Relationship to /lead-bug-hunt:
Sibling orchestrator-family skill with a different outcome contract. /lead-bug-hunt eliminates bugs above a severity floor; /lead-refactor cleans up code structure above a severity floor. Both use the same auto-approval contract for sub-skill ticket proposals and the same 4-field commander's intent shape (scope, severity floor, constraints, aggression-or-finisher).
Out-of-axis skills:
/review-* skills other than /review-arch, /scope-project, /test-mutation, /tidy-docs, /tidy-git, /bug-* are not in this skill's repertoire.
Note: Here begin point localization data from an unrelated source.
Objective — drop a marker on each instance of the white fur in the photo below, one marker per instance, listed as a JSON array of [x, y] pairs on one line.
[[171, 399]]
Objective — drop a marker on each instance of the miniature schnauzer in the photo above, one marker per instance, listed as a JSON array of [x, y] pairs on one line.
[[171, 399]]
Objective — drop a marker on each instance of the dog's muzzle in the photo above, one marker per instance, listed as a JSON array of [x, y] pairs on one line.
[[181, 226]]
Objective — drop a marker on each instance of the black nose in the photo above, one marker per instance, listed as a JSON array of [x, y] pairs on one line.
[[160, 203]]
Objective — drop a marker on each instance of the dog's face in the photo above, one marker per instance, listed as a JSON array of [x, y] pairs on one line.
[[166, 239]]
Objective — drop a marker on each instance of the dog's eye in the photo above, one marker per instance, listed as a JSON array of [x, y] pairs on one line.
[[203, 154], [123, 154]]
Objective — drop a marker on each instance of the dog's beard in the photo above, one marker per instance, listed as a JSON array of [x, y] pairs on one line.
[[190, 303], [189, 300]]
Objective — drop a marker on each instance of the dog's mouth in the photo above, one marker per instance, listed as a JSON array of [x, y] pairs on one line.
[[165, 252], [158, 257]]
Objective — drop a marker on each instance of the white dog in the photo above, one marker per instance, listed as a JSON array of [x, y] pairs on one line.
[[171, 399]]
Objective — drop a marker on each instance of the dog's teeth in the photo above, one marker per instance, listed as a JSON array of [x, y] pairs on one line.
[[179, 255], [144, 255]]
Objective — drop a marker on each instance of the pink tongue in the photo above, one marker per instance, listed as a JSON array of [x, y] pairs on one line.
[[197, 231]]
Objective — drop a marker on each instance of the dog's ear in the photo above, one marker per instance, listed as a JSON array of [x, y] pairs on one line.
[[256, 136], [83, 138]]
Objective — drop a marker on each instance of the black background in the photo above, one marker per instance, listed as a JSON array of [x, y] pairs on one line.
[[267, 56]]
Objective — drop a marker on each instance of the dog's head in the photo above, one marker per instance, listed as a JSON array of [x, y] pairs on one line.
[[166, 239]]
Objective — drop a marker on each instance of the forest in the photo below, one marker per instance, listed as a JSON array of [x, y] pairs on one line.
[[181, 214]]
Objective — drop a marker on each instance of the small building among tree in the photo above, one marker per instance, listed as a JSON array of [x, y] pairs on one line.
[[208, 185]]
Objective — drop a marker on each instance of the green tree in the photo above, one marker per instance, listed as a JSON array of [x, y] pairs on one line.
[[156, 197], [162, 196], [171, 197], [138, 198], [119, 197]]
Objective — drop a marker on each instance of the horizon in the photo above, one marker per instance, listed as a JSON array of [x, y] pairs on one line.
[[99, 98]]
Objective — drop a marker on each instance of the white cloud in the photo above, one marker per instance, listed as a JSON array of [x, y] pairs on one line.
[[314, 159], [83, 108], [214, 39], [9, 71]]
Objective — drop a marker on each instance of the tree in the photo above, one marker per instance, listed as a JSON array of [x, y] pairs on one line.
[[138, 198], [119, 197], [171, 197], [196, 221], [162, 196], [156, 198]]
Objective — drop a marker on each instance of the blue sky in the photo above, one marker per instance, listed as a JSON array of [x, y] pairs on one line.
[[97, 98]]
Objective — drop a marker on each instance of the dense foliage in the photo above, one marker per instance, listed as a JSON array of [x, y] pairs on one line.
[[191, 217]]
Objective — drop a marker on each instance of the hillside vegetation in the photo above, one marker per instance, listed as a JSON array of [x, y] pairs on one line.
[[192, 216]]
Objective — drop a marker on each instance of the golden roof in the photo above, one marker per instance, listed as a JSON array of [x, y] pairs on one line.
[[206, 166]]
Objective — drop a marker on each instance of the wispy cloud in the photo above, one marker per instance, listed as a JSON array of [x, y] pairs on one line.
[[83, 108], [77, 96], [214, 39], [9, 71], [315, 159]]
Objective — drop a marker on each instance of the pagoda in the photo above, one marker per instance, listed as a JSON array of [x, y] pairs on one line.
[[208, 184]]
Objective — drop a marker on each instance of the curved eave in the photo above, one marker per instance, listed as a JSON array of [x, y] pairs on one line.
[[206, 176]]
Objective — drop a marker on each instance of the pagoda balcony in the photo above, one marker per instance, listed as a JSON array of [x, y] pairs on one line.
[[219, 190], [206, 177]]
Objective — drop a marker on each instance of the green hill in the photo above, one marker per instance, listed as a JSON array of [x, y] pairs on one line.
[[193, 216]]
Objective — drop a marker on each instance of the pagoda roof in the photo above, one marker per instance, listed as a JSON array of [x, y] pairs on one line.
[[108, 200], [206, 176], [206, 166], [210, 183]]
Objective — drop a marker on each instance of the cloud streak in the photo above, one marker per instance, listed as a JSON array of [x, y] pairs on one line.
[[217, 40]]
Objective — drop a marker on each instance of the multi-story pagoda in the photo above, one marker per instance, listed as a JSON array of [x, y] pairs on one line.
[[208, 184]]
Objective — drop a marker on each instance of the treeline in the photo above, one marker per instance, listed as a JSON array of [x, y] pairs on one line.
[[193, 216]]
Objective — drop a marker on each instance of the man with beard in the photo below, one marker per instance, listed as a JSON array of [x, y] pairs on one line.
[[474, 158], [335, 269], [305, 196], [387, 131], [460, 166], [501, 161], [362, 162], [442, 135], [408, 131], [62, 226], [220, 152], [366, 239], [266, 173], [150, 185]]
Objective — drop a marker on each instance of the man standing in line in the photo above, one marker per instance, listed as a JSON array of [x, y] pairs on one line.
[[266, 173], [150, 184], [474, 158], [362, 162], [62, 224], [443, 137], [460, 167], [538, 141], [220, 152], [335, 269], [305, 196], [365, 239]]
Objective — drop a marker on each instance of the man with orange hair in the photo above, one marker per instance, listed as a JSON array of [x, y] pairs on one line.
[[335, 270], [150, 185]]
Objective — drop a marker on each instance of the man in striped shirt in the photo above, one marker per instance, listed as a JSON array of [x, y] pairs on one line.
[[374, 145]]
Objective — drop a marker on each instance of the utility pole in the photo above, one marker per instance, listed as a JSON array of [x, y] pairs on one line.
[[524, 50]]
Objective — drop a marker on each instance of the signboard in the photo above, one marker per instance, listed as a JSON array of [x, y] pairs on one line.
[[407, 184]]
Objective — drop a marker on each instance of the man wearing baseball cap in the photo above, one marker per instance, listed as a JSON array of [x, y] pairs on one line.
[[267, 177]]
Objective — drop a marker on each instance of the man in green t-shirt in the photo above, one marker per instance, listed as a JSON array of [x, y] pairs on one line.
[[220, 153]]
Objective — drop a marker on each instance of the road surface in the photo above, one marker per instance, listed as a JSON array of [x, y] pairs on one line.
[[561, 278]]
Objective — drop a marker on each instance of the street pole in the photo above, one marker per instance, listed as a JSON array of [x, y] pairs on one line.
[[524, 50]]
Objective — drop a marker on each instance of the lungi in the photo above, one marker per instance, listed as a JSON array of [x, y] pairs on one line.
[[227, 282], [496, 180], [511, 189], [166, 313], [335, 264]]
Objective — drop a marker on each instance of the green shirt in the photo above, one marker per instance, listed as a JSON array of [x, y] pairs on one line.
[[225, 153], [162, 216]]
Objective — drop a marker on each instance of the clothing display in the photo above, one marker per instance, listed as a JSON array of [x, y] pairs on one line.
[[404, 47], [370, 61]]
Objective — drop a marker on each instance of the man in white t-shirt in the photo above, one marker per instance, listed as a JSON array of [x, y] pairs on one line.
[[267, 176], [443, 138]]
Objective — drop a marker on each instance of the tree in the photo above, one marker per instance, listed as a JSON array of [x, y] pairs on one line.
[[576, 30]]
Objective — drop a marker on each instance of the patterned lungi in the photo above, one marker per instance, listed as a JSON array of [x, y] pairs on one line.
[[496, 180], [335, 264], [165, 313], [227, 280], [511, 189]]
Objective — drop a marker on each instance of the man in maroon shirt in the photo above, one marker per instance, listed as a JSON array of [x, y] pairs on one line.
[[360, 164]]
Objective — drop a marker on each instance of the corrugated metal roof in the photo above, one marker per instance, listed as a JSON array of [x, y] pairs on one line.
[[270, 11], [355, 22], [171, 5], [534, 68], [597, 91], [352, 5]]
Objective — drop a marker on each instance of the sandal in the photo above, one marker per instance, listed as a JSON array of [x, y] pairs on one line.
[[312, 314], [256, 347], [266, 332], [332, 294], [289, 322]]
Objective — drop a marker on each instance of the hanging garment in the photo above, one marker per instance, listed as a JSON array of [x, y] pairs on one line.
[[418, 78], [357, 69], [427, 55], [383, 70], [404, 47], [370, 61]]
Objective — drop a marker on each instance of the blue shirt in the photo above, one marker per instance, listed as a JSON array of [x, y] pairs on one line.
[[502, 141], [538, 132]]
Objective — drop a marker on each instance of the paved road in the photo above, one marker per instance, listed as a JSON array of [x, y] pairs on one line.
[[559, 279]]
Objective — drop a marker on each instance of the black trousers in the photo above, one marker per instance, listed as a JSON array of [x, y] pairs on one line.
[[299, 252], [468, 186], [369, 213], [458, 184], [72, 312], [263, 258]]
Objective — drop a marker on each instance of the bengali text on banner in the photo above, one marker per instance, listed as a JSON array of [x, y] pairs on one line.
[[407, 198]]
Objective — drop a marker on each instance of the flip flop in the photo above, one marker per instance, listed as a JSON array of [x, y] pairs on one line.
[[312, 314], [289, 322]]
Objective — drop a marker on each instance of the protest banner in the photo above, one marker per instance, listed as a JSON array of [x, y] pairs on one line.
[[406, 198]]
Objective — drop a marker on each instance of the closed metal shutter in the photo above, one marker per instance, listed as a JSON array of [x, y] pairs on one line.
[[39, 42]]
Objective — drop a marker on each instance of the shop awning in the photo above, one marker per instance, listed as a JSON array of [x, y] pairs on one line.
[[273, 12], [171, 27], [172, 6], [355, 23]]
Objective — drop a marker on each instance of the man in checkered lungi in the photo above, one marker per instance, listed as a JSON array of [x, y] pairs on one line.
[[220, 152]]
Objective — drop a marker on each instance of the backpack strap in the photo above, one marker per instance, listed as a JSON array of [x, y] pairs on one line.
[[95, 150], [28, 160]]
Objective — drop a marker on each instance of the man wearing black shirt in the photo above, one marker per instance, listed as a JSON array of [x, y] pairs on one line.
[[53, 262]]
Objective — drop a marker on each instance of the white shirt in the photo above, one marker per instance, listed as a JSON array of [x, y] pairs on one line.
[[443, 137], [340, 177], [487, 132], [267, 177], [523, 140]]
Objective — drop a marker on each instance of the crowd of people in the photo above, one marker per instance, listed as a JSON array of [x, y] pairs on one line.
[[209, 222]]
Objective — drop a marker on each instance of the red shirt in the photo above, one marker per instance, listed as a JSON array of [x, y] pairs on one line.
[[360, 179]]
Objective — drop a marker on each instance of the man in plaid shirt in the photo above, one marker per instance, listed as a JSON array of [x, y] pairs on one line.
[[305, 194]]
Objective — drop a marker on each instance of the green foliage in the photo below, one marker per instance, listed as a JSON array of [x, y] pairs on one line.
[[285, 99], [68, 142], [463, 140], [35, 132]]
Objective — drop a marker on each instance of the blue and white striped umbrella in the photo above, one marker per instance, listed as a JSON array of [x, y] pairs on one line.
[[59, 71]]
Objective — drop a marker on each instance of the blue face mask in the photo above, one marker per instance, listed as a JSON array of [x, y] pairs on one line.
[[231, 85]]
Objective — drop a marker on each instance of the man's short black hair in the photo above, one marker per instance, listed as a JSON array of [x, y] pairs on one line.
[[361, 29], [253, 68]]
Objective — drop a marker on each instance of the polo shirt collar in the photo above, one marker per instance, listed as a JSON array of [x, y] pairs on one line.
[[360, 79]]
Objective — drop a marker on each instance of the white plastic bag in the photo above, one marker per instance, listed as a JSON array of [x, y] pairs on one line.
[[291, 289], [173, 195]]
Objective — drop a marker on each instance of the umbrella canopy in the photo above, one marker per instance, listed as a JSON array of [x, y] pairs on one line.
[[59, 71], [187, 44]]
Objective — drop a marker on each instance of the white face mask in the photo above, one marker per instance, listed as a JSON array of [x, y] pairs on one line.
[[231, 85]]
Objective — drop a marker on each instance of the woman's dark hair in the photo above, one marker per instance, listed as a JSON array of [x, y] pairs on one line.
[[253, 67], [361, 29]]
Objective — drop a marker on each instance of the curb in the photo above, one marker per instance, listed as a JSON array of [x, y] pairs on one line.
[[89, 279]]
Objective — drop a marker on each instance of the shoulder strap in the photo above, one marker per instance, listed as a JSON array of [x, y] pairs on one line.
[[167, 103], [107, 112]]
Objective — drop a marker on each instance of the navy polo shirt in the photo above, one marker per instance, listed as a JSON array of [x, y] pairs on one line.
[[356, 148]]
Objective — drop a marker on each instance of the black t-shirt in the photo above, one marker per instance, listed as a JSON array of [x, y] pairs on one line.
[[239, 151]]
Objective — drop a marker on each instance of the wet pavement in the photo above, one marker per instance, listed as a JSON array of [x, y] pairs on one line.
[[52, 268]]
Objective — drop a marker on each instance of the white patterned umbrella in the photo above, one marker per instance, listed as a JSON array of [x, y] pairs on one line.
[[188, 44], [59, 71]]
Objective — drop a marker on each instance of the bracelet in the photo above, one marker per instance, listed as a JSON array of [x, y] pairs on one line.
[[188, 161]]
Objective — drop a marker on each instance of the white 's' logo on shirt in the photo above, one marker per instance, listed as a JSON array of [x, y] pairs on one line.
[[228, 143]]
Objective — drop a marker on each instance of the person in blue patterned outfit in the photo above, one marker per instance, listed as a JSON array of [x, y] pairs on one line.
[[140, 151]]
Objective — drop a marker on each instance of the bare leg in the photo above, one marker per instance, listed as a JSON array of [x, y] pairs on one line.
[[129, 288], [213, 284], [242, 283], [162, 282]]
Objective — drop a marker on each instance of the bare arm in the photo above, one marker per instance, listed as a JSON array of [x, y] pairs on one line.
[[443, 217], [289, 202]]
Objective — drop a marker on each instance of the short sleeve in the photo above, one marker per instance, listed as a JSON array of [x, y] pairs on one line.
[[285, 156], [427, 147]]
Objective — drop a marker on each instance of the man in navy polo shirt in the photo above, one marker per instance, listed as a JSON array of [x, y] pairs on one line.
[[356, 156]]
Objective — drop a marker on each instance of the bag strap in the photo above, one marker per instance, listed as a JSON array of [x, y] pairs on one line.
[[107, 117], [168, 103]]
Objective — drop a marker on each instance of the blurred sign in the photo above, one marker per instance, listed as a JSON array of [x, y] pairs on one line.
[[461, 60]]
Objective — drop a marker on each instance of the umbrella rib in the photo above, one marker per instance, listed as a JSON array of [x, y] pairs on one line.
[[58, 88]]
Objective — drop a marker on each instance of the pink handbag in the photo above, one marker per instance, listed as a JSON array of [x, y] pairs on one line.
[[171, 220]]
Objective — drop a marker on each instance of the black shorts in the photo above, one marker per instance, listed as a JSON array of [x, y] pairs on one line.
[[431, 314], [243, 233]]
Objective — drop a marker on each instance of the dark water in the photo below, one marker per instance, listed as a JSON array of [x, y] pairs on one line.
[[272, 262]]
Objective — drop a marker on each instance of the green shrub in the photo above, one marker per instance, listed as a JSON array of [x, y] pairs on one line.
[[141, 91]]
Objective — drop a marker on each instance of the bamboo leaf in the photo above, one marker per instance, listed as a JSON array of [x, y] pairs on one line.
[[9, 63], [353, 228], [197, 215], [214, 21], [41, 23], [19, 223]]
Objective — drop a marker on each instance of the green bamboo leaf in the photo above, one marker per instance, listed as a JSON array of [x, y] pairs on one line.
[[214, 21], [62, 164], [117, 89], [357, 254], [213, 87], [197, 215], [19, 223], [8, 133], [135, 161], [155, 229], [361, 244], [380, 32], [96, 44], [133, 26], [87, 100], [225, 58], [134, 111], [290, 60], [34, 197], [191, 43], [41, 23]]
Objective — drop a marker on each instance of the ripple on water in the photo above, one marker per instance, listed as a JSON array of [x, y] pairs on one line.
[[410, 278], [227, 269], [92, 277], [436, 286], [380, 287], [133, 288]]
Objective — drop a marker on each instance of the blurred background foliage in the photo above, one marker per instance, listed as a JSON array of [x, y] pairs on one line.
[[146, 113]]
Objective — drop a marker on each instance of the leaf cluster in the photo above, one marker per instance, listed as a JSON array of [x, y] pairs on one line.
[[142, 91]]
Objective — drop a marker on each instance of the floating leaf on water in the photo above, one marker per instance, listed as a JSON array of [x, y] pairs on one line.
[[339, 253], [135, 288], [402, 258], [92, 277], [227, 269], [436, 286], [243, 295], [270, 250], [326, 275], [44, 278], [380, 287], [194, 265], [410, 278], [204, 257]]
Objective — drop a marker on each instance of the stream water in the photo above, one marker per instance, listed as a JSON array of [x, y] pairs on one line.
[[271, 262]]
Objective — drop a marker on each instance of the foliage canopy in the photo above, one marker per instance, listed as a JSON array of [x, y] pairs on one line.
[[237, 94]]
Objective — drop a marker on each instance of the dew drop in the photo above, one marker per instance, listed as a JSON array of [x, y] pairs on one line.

If your goal mixes refactoring with bug elimination, security review, doc tidying, or test surveying, use /lead-project instead. /lead-refactor is deliberately narrower.
If you want doc cleanup after refactoring, run /tidy-docs separately after /lead-refactor completes — structural changes in Phase 2 commonly invalidate inline docs and code examples.